For 11 years, I worked with a perfectionist who was both demanding on himself and his brigade. There was immense pressure to deliver a high level of finesse. Chef André was always one step ahead with his concepts and ideas and working next to him in the kitchen required much focus and concentration. After my first week of working for him, he said to me ‘good job’ and that made me more motivated to do even better. I gave it my all, and I was grateful to have received his mentorship, a solid culinary foundation, the local and overseas exposure through opportunities of working with great chefs around the world and taking on significant roles as Executive Chef of Restaurant André and the co-Executive Chef of Restaurant Raw in Taipei. When Chef André decided to close Restaurant André the same year, he made me an offer I couldn’t refuse – as the Executive Chef of Sichuan Moon at Wynn Palace Macau, which received positive affirmations in its first year with two-Michelin stars and 23rd placing on Asia’s 50 Best Restaurant Awards 2020.
When you aren’t cooking yourself, what do you love to eat?
I love hawker food, but I am not one to queue, so I am happy eating whatever I feel like having that is convenient to get.
What are your working hours like?
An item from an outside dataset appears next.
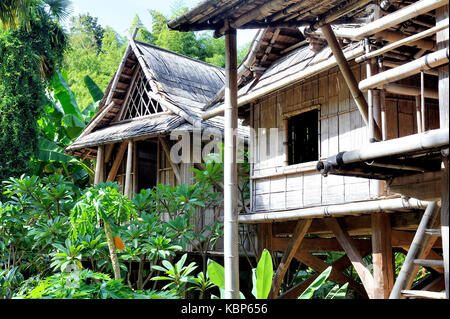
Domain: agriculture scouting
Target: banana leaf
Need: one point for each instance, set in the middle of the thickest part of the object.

We hear when you get home at night you start your next ‘job’ and do all the night feeds for your new baby?
We are currently only serving dinner, so I am usually at the restaurant from noon to midnight. When I get home, I will take over from my wife, who looks after the kids most of the day. This is my time to share the load. I sleep in the same room as my baby boy who currently has erratic sleeping patterns. Some nights, I won’t be able to lay him down. Once I do, he will start to cry. When he is in need of a feed and diaper change, I will wake up to warm up the milk and then try to help him fall asleep. Come 6am or 7am, my wife takes over. If my daughter is up by then, I will prepare a simple breakfast and feed her if she’s not in the mood to eat, then send her to school while my wife tries to get my baby boy to sleep. If my wife feeds my daughter, I will be the one to bathe my son.
While you have now well-established yourself with Restaurant Born, your childhood was more modest – your father gathered cockles and fished to support the family’s meals. Do you think it’s important to raise kids to be grounded or is it more important for you to give them access to things you may not have had growing up?
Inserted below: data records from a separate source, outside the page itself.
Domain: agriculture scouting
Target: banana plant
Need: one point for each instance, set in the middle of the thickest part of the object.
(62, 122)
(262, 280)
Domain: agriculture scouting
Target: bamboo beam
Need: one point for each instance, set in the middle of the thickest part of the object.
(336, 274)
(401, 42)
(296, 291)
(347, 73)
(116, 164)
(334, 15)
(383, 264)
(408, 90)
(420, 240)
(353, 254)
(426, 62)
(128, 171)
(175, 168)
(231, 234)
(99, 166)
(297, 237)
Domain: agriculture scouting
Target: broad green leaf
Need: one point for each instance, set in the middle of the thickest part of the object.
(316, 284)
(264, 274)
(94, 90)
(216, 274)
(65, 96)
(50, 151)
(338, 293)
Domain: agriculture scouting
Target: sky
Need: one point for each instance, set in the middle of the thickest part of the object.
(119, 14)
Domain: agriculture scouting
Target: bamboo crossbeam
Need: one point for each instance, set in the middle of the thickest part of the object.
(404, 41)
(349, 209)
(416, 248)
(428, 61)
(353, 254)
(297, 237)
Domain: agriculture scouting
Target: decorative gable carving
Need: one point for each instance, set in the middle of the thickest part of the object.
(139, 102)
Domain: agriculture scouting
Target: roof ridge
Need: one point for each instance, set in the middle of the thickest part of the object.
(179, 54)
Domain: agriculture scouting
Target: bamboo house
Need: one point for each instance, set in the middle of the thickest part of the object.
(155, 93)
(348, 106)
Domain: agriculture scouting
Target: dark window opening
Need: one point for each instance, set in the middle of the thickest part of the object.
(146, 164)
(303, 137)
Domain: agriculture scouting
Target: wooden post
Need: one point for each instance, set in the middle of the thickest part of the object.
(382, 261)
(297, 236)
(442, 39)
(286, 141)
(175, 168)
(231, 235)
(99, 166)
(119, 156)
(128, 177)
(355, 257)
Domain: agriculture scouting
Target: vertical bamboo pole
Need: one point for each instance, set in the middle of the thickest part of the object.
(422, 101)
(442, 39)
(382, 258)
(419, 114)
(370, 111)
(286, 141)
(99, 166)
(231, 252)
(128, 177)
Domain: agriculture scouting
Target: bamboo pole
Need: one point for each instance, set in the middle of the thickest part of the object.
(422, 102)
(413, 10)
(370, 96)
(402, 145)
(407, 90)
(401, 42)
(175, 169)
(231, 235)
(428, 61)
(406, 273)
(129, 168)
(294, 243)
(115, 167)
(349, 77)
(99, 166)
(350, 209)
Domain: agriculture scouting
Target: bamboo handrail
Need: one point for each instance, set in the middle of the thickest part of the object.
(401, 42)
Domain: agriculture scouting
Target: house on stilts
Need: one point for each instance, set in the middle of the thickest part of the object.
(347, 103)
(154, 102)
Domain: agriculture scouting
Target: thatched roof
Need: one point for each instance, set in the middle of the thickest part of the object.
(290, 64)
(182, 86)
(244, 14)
It’s about balance. Whatever I did not have as a child, I’d naturally like to give to my own children, but at the same, it’s important to remind them not to forget where we come from. I hope my kids will learn that they may not get everything they want every time, or get it as easily.
Were you academic at school? How do you think you and your wife will manage your kids’ education?
I was academically slightly above average in school, but at that time, I thought working was more important. To me and my wife, education is a must, but it’s not an absolute must to be a very high achiever. They should be able to keep up with the curriculum, but still have the chance to enjoy their childhood. They can choose to pursue their interests and we will be there to support them.
What’s your favourite one-on-one activity with your children?
Eating with my daughter after our swimming sessions is my favourite one-on-one activity. Seeing her enjoy food as much as I do (she currently likes Din Tai Fung), and remembering her favourites make me happy. This is also the best time to have a conversation with her when she’s most focused on just the two of us.
What is your parenting philosophy?
Most recently, I switched my parenting approach after observing how my daughter has become more intuitive and is able to communicate more. I too am learning, to let her express herself so I can understand her needs or wants.
I feel that parenting is like flying a kite – knowing when to pull the string to set boundaries and when to let go and allow our children to explore and do the things they like, so they can become the best they can possibly be.
What has been the most surprising thing about being a Dad?
Seeing my children grow is very fascinating and it often makes me reflect on how my parents used to raise me and my brothers.
Many thanks, Chef Zor, it has been interesting hearing about your career and how you are embracing your role as a Dad!